No Plan, No Aid?

Exploring the Impact of National Adaptation Plans on Adaptation Finance

By Pierre Beaucoral, Michaël Goujon, and Sébastien Marchand

Abstract

This paper develops an integrated theoretical and empirical framework to examine the impact of National Adaptation Plan (NAP) adoption on adaptation finance flows, a key mechanism in global climate finance. In the theoretical approach, we build an innovative general equilibrium model that captures the dynamic interplay between recipient-side decision-making and donor strategic interactions. Our model delineates how NAP adoption simultaneously signals reduced vulnerability and enhanced institutional capacity, thereby affecting donor allocation decisions. Transitioning to the empirical analysis, we first apply a staggered difference-in-differences (DiD) approach to exploit both temporal and cross-country variations in adaptation aid. Recognizing the limitations of conventional methods in addressing high-dimensional confounders and the endogeneity of treatment, we further refine our estimation with a novel double machine learning (DML) technique. This approach leverages the Neyman-orthogonality property and cross-fitting to robustly control for model misspecification. While traditional DiD estimates initially suggested a counterintuitive decline in aid post-NAP adoption, our DML analysis reveals a significant positive effect—thereby reshaping our understanding of policy signals and donor behavior. These findings provide critical insights for policymakers and donors, suggesting that well-designed NAPs can effectively enhance a country’s capacity to attract adaptation finance.

Key Findings

Signal Effects

NAP adoption signals both reduced vulnerability and enhanced capacity, influencing donor decisions.

Empirical Insight

Traditional DiD models indicated a decline in aid; however, refined DML estimates show a robust positive impact.

Donor Behavior

Donors may reallocate aid to countries not adopting NAPs, emphasizing the importance of strategic communication.

Policy Implications

Enhanced evaluation frameworks are needed to capture both capacity improvements and shifts in vulnerability for efficient aid allocation.

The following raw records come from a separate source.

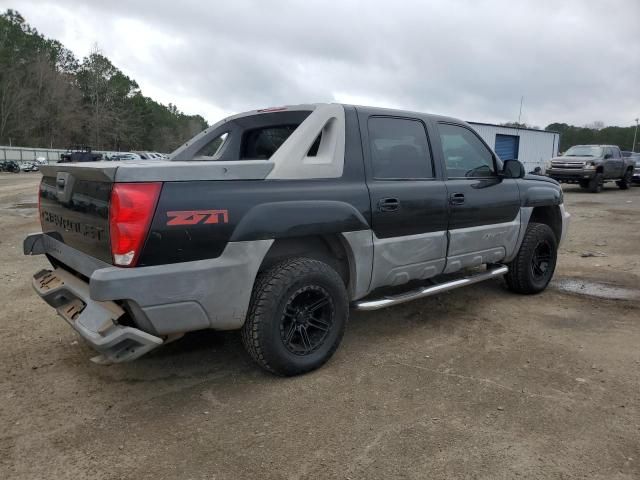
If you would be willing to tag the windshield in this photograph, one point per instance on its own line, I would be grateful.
(584, 151)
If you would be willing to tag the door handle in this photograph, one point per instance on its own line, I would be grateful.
(389, 205)
(456, 199)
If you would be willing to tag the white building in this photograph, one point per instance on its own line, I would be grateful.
(534, 148)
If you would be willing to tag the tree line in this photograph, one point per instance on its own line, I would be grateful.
(49, 98)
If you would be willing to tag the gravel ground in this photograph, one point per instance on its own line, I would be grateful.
(474, 383)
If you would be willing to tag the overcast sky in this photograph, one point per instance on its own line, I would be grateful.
(573, 61)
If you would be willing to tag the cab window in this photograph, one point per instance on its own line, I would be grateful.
(464, 153)
(399, 149)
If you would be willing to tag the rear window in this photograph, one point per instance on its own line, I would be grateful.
(211, 151)
(262, 143)
(250, 137)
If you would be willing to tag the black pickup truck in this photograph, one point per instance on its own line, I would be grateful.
(276, 222)
(591, 166)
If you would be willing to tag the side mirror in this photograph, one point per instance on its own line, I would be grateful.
(513, 169)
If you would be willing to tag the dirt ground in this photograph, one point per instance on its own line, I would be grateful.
(474, 383)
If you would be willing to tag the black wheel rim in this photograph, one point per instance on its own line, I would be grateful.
(541, 260)
(307, 320)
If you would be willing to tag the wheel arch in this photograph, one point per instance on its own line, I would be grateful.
(549, 215)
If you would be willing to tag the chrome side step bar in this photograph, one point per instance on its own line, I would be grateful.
(391, 300)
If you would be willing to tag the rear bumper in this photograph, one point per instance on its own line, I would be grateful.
(570, 175)
(96, 322)
(161, 300)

Research Results and Methodology

Our analysis utilizes a staggered difference-in-differences approach to compare countries before and after NAP adoption, controlling for time-invariant and common factors. To address potential endogeneity and high-dimensional confounders, we employ a Double Machine Learning framework which leverages machine learning algorithms (e.g., LASSO, Gradient Boosting) to yield unbiased estimates.

The refined DML estimates reveal that NAP implementation is associated with a significant increase in adaptation aid, suggesting that the positive capacity signals outweigh the reduction in perceived vulnerability.

Visualizing the Findings

Policy Implications

The study provides critical insights:

  • For Recipient Countries: Strengthening institutional capacity and communicating clear adaptation strategies can enhance eligibility for increased funding.
  • For Donors: Revising evaluation frameworks to capture both capacity improvements and shifts in vulnerability is essential for effective aid allocation.
  • For Global Climate Finance: Coordinated donor strategies can mitigate the risks of aid reallocation and ensure sustained support for climate resilience initiatives.